People don’t need to work remotely five days a week; there’s some evidence that always working from home is too isolating. But imagine if, on average, California car commuters spent one less day per week on the road. Traffic would loosen. Significantly less in the way of greenhouse gases would be spewed into the air. People would regain time for something other than cursing out other drivers.
Yet early California policy on climate change, formed under the Brown administration, pretty much left telecommuting out of the picture. The reason, officials said, was that it didn’t appear to improve the carbon footprint of workers much, if at all. People who might have shared air conditioned office buildings in summer, or heated ones in winter, would now be cooling or heating a space just for themselves. They might jump in the car to run local errands during the day, reducing the benefit.
On the other hand, offices can be inefficient users of energy as well. They often light, heat or cool spaces that aren’t used much, doing it throughout the work day and into the evening, as well as during weekends with skeleton crews of employees.
By now, various studies have indicated that overall, remote work would benefit the environment. A 2017 study of the area near Ottawa, Canada, published in the medical journal Lancet, found that telecommuting could reduce pollution as well as improve workers’ health. In California, where indoor heating is less needed than in many other areas, the up sides could be particularly large.
And aside from climate impacts, reducing the use of cars means lowering levels of air pollution such as nitrogen oxides (NOx) and volatile organic compounds (VOCs).
Businesses have been slowly getting on board over the past several years. Not all jobs are remote-friendly, of course. Construction workers and physical therapists can’t take advantage of telecommuting. But Fast Company reported in January that more California businesses are showing interest in allowing at least some remote work and that’s expected to amp up as climate change worsens.
Right now, the movement is fed by other elements than environmental ones, though, such as how popular remote work is with employees. It’s a way to attract and keep staff.

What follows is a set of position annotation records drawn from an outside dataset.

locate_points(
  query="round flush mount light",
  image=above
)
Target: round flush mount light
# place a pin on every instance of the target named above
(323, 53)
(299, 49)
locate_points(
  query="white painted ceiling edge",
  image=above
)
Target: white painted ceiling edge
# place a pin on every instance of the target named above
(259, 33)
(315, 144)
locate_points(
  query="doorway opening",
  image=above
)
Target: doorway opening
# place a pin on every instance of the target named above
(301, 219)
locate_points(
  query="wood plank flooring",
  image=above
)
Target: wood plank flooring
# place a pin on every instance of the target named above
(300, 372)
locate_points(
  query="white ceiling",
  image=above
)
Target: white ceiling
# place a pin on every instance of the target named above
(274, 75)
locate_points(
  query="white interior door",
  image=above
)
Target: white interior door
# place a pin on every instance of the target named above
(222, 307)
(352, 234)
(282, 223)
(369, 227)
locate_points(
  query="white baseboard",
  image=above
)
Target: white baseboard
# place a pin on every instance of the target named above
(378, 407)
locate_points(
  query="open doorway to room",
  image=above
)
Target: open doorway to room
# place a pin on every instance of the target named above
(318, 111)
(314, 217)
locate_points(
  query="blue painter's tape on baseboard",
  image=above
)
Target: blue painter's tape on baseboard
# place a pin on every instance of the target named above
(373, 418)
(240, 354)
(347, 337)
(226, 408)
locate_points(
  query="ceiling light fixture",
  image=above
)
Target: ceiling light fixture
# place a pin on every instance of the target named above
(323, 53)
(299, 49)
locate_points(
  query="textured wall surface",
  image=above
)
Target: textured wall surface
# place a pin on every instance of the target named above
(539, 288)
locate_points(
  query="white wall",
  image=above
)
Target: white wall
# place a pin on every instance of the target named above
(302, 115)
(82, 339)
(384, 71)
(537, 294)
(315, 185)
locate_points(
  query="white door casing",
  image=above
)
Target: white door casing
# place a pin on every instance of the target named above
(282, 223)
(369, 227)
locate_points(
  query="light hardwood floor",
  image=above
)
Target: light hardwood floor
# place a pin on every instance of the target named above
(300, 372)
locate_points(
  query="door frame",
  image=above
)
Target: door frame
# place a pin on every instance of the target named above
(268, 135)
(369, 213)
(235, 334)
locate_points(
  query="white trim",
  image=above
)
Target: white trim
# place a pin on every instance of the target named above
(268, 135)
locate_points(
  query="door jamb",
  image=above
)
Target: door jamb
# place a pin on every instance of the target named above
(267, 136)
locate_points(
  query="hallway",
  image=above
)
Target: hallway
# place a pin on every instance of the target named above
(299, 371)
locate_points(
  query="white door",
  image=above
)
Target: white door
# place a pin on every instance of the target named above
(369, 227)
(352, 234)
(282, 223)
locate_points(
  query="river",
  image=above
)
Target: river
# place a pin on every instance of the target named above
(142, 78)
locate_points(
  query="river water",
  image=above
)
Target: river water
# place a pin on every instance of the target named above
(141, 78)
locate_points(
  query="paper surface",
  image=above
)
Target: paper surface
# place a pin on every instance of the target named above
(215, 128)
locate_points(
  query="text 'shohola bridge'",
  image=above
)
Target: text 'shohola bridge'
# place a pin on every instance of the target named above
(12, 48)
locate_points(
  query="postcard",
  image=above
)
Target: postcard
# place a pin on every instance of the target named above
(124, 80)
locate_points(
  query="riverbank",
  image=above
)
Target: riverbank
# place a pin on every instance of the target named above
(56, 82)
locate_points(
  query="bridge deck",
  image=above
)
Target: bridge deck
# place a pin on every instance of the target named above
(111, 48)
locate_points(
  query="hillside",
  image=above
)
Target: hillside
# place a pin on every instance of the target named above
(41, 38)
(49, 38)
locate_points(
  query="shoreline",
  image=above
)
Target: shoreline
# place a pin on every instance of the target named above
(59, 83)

There’s another factor that weighs heavily on the side of telecommuting, one that the state’s early cost-benefit analysis failed to take into account but that employers are seeing now: continued sprawl and the expense of living in the state. The Bay Area has become so costly that workers are moving to places as far flung as Stockton in search of affordable housing. In Southern California, Los Angeles workers move to remote areas of Riverside and San Bernardino counties.
Suddenly, the equation changes. That’s a lot of cars stuck in traffic for a lot of miles, outweighing whatever electricity might be used to work at home.
It also helps that repeated studies have found that employers don’t lose employee productivity when their staffers aren’t right under their noses. Productivity actually increases with telecommuting. It enables parents to be near their children and take time for exercise, time that otherwise would be spent behind the wheel. A two-year study out of Stanford University found that the gains in productivity were remarkable.
Employees also benefit financially in the form of far lower gasoline costs and less wear and tear on their vehicles.
Fewer cars negotiating the freeways means less strain on public roads as well.
In fact, telecommuting could be the cheapest, quickest and most pragmatic way to combat climate change from car use, both short term and long term, improve Californians’ well-being and reduce traffic. And it would save the state money. Too bad that the problem-plagued bullet train became the emblem of former Gov. Jerry Brown’s climate legacy.
Kudos to private business for forging ahead, however incrementally. But the movement needs a heavy prod to have a significant impact on traffic and pollution, and it’s not too late for the state to get involved. Telecommuting is a small-scale, car-by-car method of improving the lives of Californians as well as the environment but, with some attention, it could become a very big deal.